Revised Corporation Code - Part 2: Classes of Corporations

Introduction

  • Focus on the current law: Republic Act 11232, the Revised Corporation Code.
  • No discussion on old corporation law except for reference.
  • Educational purposes only, not a substitute for legal advice or comprehensive study.

Corporation Basics

  • A corporation is created by law, requiring a special grant from the state (legislature or congress).
  • Grants can be through general law (for private corporations) or special law/charter (for public corporations).

Types of Corporations

Public vs. Private Corporations

  • Public Corporations: Created to perform governmental functions, governed by specific laws unless supplemented by the Revised Corporation Code.
    • Example: Government Service Insurance System (GSIS)
  • Private Corporations: Organized by private individuals, classified as stock or non-stock corporations.

Corporation Classifications

  • Stock Corporations: Have capital stock divided into shares; distribute dividends based on shares.
  • Non-Stock Corporations: No income distributed as dividends; organized for charitable, religious, educational, or similar purposes.

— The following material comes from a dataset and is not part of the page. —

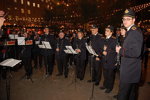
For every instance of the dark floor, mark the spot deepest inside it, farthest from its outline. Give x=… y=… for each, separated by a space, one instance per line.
x=59 y=88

Par Value vs. No Par Value Corporations

  • Par Value Corporations: Share value is stated in the articles of incorporation and generally unchangeable.
  • No Par Value Corporations: Share value can change, determined by the corporation.

De Jure vs. De Facto Corporations

  • De Jure Corporations: Formed in strict conformity with law; their existence cannot be challenged.
  • De Facto Corporations: Defectively formed; substantial compliance allows them to exist without collateral challenge.
  • Corporation by Estoppel: Protects third parties relying on the perceived corporate existence.

Other Types

  • Quasi-Public Corporations: Private corporations performing public duties for profit.
  • Quasi-Corporations: Bodies recognized by law with specific duties or privileges.
  • Corporations by Prescription: Exercised corporate powers without sovereign interference (e.g., Roman Catholic Church).

Incorporation and Management

Domestic vs. Foreign Corporations

  • Domestic: Formed under Philippine laws.
  • Foreign: Formed under foreign laws, allowed operations in the Philippines if reciprocal.

Open vs. Closed Corporations

  • Open Corporations: Open to any stockholder.
  • Closed Corporations: Limited stockholders, specific transfer restrictions.

Holding, Subsidiary, and Affiliate Corporations

  • Holding Corporations: Control subsidiaries through management election power.
  • Subsidiary Corporations: Owned more than 50% by another corporation.
  • Affiliate Corporations: Related by ownership, management, or long-term lease.

Aggregate vs. Corporation Sole

  • Aggregate Corporations: More than one member.
  • Corporation Sole: Single member, usually for religious purposes.

One-Person Corporation

  • New concept allowing single member corporation, providing limited liability protection.
  • Certain entities (e.g., banks, insurance companies) are prohibited from forming one-person corporations.

Corporation by Purpose

  • Ecclesiastical Corporations: Organized for religious purposes.
  • Lay Corporations: Organized for non-religious purposes.
  • Eleemosynary Corporations: Charitable purposes.
  • Civil Corporations: Profit-driven purposes.
  • Condominium Corporations: Organized for residential or office building construction.

Conclusion: Understanding the different classes of corporations and their specific legal requirements is crucial for legal professionals and stakeholders involved in corporate structures.